Juliette Lewis has been a force on the big screen for more than three decades, but for the first time in more than 20 years she's headed to the small screen with NBC's The Firm. She's also been making waves on the smallest of screens with the viral internet series, S*** Girls Say.
The TV reimagining of John Grisham's novel takes place 10 years after the events of the film, starring Tom Cruise, and find out what happens when Mitch (played by Josh Lucas), his wife Abby (Molly Parker) and his loyal paralegal Tammy (Juliette Lewis) finally emerge from witness protection.
Needless to say, it might have been smarter and safer to stay hidden - for them. For audiences, their reappearance leads to a cat-and-mouse thriller that will leave you on the edge of your seat. Juliette Lewis sat down with ETonline at NBC's Televisions Critics Assocition to reveal why she decided to accept a TV role, what you can expect from her scene-stealing character and how she got involved with the year's most popular web series.
ETonline: What made you sign on to The Firm?
Juliette Lewis: Several things -- timing as well as the project itself were the biggest factors. I never wanted to do a series. The last one I did was in 1989, which I just love saying [laughs]. But this came my way and it's got the John Grisham brand on it -- we hope to bring any portion of that kind of thriller to TV. But the pilot script read pretty riveting. I also love the role of Tammy. I love what Holly Hunter [who played Tammy in the film] did; I feel like she's a distant cousin to me in the acting family tree - that's the metaphor I like to go with. Ultimately though we're doing a different thing. It's our interpretation of that character. Then, Josh Lucas was a draw too. It had all these cinematic elements, which make it rich.
ETonline: I absolutely adore the character of Tammy. I'd actually watch an entire series about her. What went into creating her for you?
Lewis: I like to bring the craft to anything I play and the fact I don't know what's going to happen next, is interesting. It makes acting challenging again in a whole new way. I see Tammy as the light in the room. She's this off-color character within this rigid environment. I love that she's in her own head all the time. I'm not in the pilot that much, but in future episodes, I go undercover and get involved much more. There are full episodes devoted to her journey in the future.

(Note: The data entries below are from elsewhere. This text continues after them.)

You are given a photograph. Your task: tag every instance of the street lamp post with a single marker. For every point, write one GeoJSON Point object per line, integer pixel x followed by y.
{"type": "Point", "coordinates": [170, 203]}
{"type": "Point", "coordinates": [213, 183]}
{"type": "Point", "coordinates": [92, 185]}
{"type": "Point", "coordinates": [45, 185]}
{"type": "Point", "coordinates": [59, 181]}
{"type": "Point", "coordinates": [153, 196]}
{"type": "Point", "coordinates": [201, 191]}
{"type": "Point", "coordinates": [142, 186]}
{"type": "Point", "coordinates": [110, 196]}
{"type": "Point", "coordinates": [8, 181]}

ETonline: During the TCA panel, you described Tammy as a "survivalist" - what did you mean by that?
Lewis: I see Tammy as this kind of person who could set up shop in any town, get a job, find a lover, find great bar, go dancing [laughs]. You know what I mean? I also think she's the kind of woman who finds a great love but is not down-trodden by anybody. So when I said that, I meant that she was crafty. I don't know that she was cut out for one type of job. She's incredibly intituitive. It's almost like she becomes a paralegal by default because of prior circumstances. She uses those aspects of ingenuity to create and help Mitch solve cases. She flirts with the guy at the courthouse to get files and he doesn't know it. She's a people person. There's elements of that I relate to having been on the road with my band. There's no circumstance I feel that I wouldn't be able to live through and find the joy in.
ETonline: If that's how you're similar, how are you and Tammy different?
Lewis: She never leaves the house without high heels on or her hair done [laughs]. I love that. And I have never played a girl like that.
ETonline: On that tap, I always loved to ask actors which role from their past they'd like to revisit in order to play chapter two in that character's journey.
Lewis: There's some movies I'd like to try again to do what I didn't the first time. Like deepen the performance. But I would have to say Adele from Kalifornia. I loved her. She dies at the end, and that always made me sad. Maybe we could give her a new ending. I wanted her to live so much. She was tragedy incarnate, wrapped in this little bow. I always saw her as having the mentality of a nine year old who lived through tragic circumstances. I'm always attracted to that kind of dichotomy.
ETonline: You recently appeared in the much-copied S*** Girls Say video series. How did you get involved?
Lewsi: [laughs] The creator is this funny guy who lives in Toronto who I had some mutual friends with. He asked if I wanted to do a part in it and am so glad I said yes. I had no idea that it would get so big. Honestly, who expected that to go crazy viral. I mean, I kind of thought people would like it because I follow him on Twitter. By the way, I love that medium - especially as an independent musician. I'm in the third one too, which wasn't as good as the first according to all the commenters [laughs]. But I am loving finding new oppoortunities within this business where I can have fun.